É tão bom quando cai a tarde, depois de longas horas a realizar afazeres um ou outro até educativos, consoante a vontade de ser útil. Apraz-nos então dizer: - mais um dia meu Deus. O conformismo de tal situação depura-nos milimetricamente a bem do nosso entendimento. Casuisticamente, diz o leigo, é uma questão de sobrevivência; fundamenta-se tal hipótese na razão do merecimento que é dado a cada indivíduo. Quanta diferença há apenas no sabor de um colóquio. Nas diversas formas que nos apresenta a vida, a distinção errada em prol de uma vaidade pode-nos acarretar sérios riscos de perder-nos. Será que a visão do próximo como nosso semelhante é tão difícil assim? Não somos iguais? Vamos fazer uma introspecção bem definida ao nosso Eu e então refletir nos nossos pares, haverá pontos obscuros na imagem que acharemos inverossímil existirmos. É uma questão de caridade.

Na parte superior do prédio faz meu eu; desço, busco incessantemente a paz, não consigo.

Nas diversas localidades que passei, vultos sem importância me consomem. O que queria mais que tudo, não teve coragem, esqueceu. O que pensava já fosse meu virou vento.

A árvore floresceu, as folhas esverdearam, as flores tornaram se frutos.

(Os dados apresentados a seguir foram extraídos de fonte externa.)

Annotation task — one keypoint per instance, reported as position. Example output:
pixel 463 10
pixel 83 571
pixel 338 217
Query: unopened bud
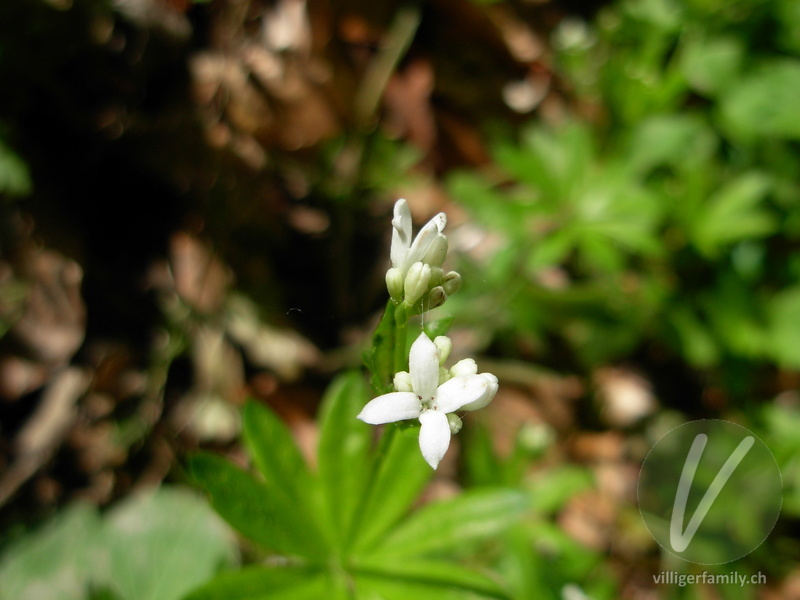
pixel 436 252
pixel 394 283
pixel 402 382
pixel 416 283
pixel 437 297
pixel 451 283
pixel 455 423
pixel 444 346
pixel 465 366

A arvore frutificou.
O que parecia mais escuro, clareou.
Perdi meu Ego, sou agora consumo de meu próprio eu.
Meu eu cansou, procurou, ficou aterrorizado.
No mesmo dia trouxe sensações agradáveis.
Não perdi; confiante fico; mais ainda; lá se foi, não estava.
Como deve estar se sentindo? - Só!
- Porque pensa estar angustiado? Porque vive a ermo?
- Porque gosta de ficar sozinho, não gosta? Vive se lamentando. Você procurou, não. Você se fez de rogado para remediar sua consciência. Trouxe prazeres, não trouxe?

Hoje, agora, neste momento, minha cabeça enlouqueceu; veja como ela gira, meus olhos estão mais densos, está se tornando escarlate, por que fiz isso?, as pessoas não são mais aquelas que me amavam, meus colegas deixaram de ser meus amigos, ou vice-versa, estou louco, um turbilhão de loucuras. Ei!  você, venha cá. incompreendido. Meu sangue está heterogêneo, estou hesitante a meu respeito, quem sou eu, que mundo é este.
Padeço!

Você está no meu pensamento, a qualquer hora, a todo momento, não naquele dia, já se foram vários dias.

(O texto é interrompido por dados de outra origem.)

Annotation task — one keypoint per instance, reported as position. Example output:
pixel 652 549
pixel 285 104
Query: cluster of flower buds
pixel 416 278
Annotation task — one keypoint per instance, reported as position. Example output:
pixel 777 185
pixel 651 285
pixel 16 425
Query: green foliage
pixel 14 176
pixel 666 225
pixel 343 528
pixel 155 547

Você não é minha, nunca foi, nem ao menos me deu satisfação, assim como no principio.
Quis saber a verdade, agora sabe; você é forte, Sou fraco.
É brincando que se conhece as pessoas.
Você brincou, conheceu, agiu com ironia. Por quê?. Sim.
Não perdi as esperanças, agora sim amanhã não.

Em novembro vimos que podemos ser válidos por servirem de espias terrenos, por isso não subjuguem nossas capacidades de lamentar o imediato. Onde há interesse mútuo há covardia também, somente somos livres da corrupção a partir do momento que deixamos de lado as coisas comezinhas materiais; alijemos esse mau que nos afeta, o orgulho.

No auge de uma existência floresce no âmago dos amores emoções plenas para uma eternidade.

... e aí depois de mais um dia, surge mais uma vez do imortal que ainda em vida trabalha com pensamento firme e sempre objetivo, e que o amanhã não é tão longe quanto parece... e por muitos anos, na verdade dez, ou melhor doze, não sabia moralmente o que fosse viver - muito lindo ou melhor não sabia viver. Está tudo errado, não consigo indexar minhas idéias.

... e por mais que tente, não esforço, pois não há condições para isso, vegeto, ora...

Existência alienada, poderá eu viver logicamente nessa existência? Não.